Verification and Analysis of Cold Resistance of CcCBFc Gene from Cinnamomum camphora
WANG Jian-Ge1,2, ZHOU Chan1, LIU Yi-Lang1, DU Li1,*
1 School of Life Science and Technology, Nanyang Normal University, Nanyang 473000, China; 2 College of Landscape Architecture and Art, Henan Agricultural University College of Landscape Architecture and Art, Zhengzhou 450002, China
Abstract:CBF (CRT/DRE binding factor) gene plays an important role in ennhancing the ability of plants to resist low temperature stress. In order to verify the cold-resistance function of CcCBFc gene from Cinnamomum camphora, the mechanism of the cold-resistant effect of the CcCBFc in Arabidopsis thaliana was revealed, and the biological function of this gene in Arabidopsis against cold stress was presumed. In the early stage of this laboratory, 4 CcCBFs (CcCBFa, CcCBFb, CcCBFc, CcCBFd) were cloned, and the CcCBFc (GenBank No. KP336741) was initially verified to improve the drought resistance, salt resistance and cold resistance of the transgenic tobacco.

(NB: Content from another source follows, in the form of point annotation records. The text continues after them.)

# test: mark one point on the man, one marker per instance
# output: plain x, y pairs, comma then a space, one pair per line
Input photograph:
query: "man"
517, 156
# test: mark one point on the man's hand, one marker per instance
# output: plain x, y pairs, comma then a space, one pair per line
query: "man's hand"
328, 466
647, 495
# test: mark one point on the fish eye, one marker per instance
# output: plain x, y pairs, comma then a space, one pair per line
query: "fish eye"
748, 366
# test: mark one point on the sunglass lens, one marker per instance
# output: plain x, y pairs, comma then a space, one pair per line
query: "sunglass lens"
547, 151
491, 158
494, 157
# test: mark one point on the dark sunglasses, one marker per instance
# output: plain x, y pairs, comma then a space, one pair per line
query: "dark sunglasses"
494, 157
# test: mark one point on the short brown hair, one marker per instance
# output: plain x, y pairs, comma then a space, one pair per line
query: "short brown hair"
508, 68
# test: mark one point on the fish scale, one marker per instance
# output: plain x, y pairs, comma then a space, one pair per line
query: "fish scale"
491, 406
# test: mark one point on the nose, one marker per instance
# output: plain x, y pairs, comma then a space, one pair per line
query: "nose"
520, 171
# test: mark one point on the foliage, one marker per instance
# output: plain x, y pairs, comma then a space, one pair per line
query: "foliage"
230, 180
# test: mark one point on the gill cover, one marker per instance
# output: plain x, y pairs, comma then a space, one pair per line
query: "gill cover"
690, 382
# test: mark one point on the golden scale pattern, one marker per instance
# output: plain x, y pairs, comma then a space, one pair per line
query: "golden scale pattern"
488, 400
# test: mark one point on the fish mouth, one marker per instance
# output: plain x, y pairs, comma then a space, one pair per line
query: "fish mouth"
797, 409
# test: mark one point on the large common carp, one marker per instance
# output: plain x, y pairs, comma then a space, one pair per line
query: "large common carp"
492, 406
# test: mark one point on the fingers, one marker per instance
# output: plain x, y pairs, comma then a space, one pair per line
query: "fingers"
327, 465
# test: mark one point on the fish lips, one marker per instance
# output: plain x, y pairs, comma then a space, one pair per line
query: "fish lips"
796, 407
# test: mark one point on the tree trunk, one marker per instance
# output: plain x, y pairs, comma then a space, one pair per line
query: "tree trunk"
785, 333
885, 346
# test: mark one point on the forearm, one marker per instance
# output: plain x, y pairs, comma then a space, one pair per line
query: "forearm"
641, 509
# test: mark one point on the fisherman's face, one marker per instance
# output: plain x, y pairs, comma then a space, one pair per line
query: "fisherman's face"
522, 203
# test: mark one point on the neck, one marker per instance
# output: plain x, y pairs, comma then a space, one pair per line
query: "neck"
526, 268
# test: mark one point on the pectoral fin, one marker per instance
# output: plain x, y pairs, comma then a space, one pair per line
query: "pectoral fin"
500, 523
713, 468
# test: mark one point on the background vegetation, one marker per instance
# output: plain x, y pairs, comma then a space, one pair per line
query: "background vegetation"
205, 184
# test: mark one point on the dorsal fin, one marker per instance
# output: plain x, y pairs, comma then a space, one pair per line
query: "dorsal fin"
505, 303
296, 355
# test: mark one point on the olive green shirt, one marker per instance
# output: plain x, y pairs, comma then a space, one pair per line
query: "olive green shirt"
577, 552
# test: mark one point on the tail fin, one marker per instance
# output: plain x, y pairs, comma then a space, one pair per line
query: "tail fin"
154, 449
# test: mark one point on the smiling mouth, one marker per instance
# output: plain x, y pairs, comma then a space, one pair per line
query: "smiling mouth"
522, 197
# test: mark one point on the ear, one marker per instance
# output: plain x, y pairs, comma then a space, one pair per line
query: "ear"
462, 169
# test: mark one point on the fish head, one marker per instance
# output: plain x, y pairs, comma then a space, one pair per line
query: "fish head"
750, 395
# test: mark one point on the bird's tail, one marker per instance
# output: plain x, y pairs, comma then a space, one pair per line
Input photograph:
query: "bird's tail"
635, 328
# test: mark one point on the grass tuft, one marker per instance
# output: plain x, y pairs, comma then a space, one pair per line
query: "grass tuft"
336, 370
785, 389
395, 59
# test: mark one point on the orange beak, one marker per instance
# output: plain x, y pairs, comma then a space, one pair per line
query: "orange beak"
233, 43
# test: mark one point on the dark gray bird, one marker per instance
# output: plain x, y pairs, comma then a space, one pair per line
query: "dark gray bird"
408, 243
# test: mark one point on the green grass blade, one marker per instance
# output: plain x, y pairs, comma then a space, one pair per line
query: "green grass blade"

This study was based on this, which used transgenic CcCBFc Arabidopsis and wild-type as materials to detect antioxidant enzyme activity under low temperature stress (4 ℃). Antifreeze effect of transgenic CcCBFc Arabidopsis was detected by -4 ℃ simulated freezing injury. qRT-PCR was used to detect the expression level of antioxidant gene of transgenic CcCBFc Arabidopsis at 6 d after low temperature stress, and sequenced transgenic CcCBFc Arabidopsis and wild type at transcriptional level under low temperature stress. The results showed that CcCBFc could increase the peroxidase and catalase activities of transgenic Arabidopsis, and had a positive effect on the antifreeze of transgenic Arabidopsis, and could promote the expression of antioxidant genes in transgenic Arabidopsis. Transcriptome sequencing results of the wild-type and transgenic CcCBFc Arabidopsis indicated that the function of the exogenous CcCBFc gene was related to the metabolic process, catalytic activity and binding activity, and was involved in the regulation of the endoplasmic reticulum. The synthesis of proteins and plant hormones enhanced the cold tolerance of Arabidopsis. This study provides a reference for further revealing the function of CcCBFc in the response mechanism of low temperature stress.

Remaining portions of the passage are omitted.